Folgende technische und organisatorische Maßnahmen wurden getroffen
Die Auftragsverarbeiterin betreibt Vektor ausschließlich als cloudbasierte Software (Software-as-a-Service). Sie unterhält keine eigenen Datenverarbeitungsanlagen und keinen eigenen Serverraum. Die physische Infrastruktur (Rechenzentrum) wird durch den Unterauftragsverarbeiter Render (Region Frankfurt am Main, Deutschland) bereitgestellt; die physischen und umgebungsbezogenen Schutzmaßnahmen (Gebäude-/Zutrittssicherung, Brandschutz, Strom- und Notstromversorgung, Klimatisierung, Hardware-Redundanz) obliegen diesem und werden über dessen Zertifizierungen und Auftragsverarbeitungsvertrag nachgewiesen. Die nachfolgenden Maßnahmen betreffen die von der Auftragsverarbeiterin selbst verantwortete Anwendungs-, Zugriffs- und Organisationsebene.
1. Zutrittskontrolle
Kein eigener Serverbetrieb; physische Rechenzentrumssicherheit über den Unterauftragsverarbeiter Render (Frankfurt).

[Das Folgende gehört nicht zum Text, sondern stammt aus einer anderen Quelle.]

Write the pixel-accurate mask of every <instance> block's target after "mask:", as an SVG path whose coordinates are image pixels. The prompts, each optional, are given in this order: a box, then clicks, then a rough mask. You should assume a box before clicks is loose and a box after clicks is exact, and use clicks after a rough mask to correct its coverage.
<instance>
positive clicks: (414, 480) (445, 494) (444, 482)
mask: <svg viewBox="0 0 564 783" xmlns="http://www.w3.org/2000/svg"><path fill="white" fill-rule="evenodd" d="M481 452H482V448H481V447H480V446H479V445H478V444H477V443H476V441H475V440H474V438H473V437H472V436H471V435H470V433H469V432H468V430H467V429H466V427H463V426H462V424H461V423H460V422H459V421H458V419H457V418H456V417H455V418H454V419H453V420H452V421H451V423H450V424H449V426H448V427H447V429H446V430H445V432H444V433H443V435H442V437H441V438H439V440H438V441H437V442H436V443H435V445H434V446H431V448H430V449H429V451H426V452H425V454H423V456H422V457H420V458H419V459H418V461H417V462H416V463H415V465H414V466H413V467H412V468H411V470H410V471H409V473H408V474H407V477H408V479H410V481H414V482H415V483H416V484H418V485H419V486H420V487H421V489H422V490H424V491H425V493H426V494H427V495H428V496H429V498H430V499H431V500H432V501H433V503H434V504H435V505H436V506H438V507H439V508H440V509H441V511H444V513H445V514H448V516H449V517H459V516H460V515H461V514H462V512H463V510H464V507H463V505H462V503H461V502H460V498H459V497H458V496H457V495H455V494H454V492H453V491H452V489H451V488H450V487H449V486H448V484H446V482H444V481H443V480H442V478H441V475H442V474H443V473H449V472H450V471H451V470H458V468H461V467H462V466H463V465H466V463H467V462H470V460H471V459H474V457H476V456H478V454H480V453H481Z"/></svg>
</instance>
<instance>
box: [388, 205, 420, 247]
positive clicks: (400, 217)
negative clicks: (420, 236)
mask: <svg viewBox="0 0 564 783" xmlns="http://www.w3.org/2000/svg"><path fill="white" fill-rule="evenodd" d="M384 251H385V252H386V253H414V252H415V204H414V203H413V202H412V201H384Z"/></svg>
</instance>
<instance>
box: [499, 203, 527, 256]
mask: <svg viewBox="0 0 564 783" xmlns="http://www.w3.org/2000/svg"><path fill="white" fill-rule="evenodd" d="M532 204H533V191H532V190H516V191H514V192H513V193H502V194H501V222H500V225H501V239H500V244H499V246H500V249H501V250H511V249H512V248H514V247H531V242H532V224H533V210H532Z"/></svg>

- Betrieb der Server ausschließlich in zertifizierten Rechenzentren des Unterauftragsverarbeiters Render (Region Frankfurt am Main); Nachweis über dessen Zertifizierungen.
- Arbeitsgeräte der Auftragsverarbeiterin sind durch Betriebssystem-Passwort und Festplattenverschlüsselung gegen unbefugten physischen Zugriff geschützt.
2. Zugangskontrolle
Maßnahmen, die die Nutzung der Datenverarbeitungssysteme durch Unbefugte verhindern.
a) Technische Maßnahmen
- Authentifizierung mit E-Mail-Adresse und Passwort.
- Speicherung von Passwörtern ausschließlich als kryptografischer Hash (bcrypt); keine Klartextspeicherung.
- Verschlüsselte Datenübertragung über TLS für sämtliche Verbindungen.
- Verifizierung der E-Mail-Adresse bei der Registrierung.
- Sitzungsverwaltung über signierte Tokens (JWT) mit begrenzter Gültigkeit.
b) Organisatorische Maßnahmen
- Zuordnung und Verwaltung individueller Benutzerkonten.
- Automatisierte Ratenbegrenzung (Rate Limiting) gegen missbräuchliche Zugriffsversuche.
3. Zugriffskontrolle
Maßnahmen, die gewährleisten, dass nur im Rahmen der Berechtigung auf Daten zugegriffen werden kann.
a) Technische Maßnahmen
- Mandantentrennung: Zugriff auf Daten ausschließlich im Kontext des jeweiligen Benutzerkontos (kontobezogene Trennung).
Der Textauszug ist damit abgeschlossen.